Like Rex, he’s got the biker leathers and jeans. The comb-forward is back, along with the 3-day beard. After Jordis tanked with this one on RockStar, she said it was a deceptively hard song to sing. Josh doesn’t do anything to disabuse us of that notion. Aside from a few unfortunate Josh-y type wails, he sings it more or less straight up. But he’s so preoccupied with playing with the band that he seems to let his attention wander and it’s just not quite there. Not so horribly off the mark as Rex’s shitefest, but there’s enough clunkers in there to derail the thing. Also, if you are not a fan of his rocker tone as opposed to his crooner, this would not be the song to make you a fan. At the end, Josh stands behind the guitarist and plays the signature outtro riff. Badly. You’d think that if he were going to orchestrate a stunt like that, that he’d take care to make sure his 5 second bit was smokin’.
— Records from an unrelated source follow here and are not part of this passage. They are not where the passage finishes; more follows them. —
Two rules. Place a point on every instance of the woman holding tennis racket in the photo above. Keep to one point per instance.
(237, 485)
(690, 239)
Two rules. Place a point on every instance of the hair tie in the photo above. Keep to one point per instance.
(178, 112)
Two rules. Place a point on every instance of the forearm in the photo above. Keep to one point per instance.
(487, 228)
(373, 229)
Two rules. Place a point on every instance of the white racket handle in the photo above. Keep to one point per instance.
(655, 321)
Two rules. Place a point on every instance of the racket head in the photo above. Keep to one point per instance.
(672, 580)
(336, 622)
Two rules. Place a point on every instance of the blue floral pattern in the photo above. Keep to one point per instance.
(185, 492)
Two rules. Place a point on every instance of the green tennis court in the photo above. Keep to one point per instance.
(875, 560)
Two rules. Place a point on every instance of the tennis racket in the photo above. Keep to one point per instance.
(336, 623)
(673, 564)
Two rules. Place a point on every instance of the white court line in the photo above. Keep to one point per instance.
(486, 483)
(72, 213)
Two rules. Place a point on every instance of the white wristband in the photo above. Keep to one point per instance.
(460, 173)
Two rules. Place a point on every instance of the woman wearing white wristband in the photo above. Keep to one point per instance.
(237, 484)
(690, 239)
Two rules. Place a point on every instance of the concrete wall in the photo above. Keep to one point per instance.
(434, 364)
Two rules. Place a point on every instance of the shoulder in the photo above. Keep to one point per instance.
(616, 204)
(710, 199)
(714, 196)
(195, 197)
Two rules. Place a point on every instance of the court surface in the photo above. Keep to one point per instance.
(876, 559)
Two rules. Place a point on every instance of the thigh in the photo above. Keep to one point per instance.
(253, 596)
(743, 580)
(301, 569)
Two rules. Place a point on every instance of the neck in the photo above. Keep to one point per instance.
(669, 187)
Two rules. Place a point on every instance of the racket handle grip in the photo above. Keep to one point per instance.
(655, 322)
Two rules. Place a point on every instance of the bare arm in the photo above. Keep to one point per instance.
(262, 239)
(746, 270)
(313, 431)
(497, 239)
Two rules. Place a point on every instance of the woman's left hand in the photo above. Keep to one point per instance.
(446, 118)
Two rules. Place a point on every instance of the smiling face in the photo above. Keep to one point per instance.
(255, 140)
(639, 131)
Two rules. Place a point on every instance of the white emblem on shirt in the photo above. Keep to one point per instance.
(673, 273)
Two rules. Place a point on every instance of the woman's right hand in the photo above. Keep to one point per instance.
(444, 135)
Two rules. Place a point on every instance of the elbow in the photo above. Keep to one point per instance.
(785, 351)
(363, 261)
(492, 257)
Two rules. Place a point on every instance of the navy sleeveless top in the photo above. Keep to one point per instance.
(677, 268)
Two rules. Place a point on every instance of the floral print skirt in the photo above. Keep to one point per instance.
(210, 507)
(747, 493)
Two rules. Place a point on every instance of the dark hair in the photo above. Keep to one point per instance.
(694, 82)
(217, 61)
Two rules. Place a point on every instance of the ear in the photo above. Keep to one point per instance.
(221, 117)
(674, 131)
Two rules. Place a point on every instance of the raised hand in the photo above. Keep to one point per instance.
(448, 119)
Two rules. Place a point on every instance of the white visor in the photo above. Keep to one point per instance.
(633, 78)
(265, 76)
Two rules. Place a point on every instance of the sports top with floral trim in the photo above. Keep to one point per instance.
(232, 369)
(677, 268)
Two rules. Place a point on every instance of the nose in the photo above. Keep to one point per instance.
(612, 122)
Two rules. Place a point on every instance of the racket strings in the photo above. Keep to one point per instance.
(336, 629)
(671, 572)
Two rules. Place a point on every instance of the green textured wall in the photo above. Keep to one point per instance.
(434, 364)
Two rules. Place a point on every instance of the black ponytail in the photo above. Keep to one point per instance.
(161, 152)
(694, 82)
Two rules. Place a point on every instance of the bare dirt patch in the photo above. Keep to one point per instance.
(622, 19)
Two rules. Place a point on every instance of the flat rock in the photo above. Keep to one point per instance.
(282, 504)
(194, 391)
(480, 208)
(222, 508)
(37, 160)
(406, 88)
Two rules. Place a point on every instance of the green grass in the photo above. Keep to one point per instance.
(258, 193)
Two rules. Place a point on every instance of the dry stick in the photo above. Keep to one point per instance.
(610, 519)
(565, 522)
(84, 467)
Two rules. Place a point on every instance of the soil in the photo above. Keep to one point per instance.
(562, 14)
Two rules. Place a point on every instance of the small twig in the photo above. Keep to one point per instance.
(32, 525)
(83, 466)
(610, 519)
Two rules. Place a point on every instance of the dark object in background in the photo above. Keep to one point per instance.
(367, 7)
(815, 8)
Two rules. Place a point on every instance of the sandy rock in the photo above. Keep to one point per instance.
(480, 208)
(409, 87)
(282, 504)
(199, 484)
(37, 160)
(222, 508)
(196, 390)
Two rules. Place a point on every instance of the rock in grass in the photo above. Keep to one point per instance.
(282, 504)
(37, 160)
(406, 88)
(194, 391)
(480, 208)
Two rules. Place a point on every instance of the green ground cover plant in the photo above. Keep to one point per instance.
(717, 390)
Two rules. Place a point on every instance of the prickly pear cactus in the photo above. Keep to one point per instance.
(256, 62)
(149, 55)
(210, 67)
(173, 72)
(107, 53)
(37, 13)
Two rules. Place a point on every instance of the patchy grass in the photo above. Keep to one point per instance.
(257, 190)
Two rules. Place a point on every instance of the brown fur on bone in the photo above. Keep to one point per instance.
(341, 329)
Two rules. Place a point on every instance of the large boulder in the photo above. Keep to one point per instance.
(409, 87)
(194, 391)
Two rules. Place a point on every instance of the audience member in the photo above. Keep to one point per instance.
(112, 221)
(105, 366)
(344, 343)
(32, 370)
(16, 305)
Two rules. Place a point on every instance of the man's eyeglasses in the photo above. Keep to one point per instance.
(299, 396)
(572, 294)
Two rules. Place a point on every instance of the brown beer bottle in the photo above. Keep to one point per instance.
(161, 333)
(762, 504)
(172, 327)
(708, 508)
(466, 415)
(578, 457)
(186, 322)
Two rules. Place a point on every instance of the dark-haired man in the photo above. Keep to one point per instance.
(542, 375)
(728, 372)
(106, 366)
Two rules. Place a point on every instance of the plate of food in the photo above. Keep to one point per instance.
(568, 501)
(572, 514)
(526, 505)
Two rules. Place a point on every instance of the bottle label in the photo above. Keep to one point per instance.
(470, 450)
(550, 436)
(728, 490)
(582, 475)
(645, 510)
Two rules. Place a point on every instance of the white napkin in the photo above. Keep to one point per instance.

The judges are not amused. Josh is too busy hugging the band and congratulating himself on all the rocking-ness to listen to their comments, which pisses them off. Farley says he fulfilled his destiny as a rock and roll guy. Sass says he ran out of steam halfway through but praised the “dramatic ending”. Zack labels playing the guitar as cheating but says that he rocked the house. Jake says it’s a hard song to sing because there’s not a lot of melody and Josh agrees. At this point Josh has interrupted and chatted so much that he’s really pissed Zack off. We felt the same way and I think the sentiment was pretty much Canada wide. Shut up, Josh. It was at that point that Mrs. Dwarf turned to me and said, “he’s a goner, isn’t he?” Ayup.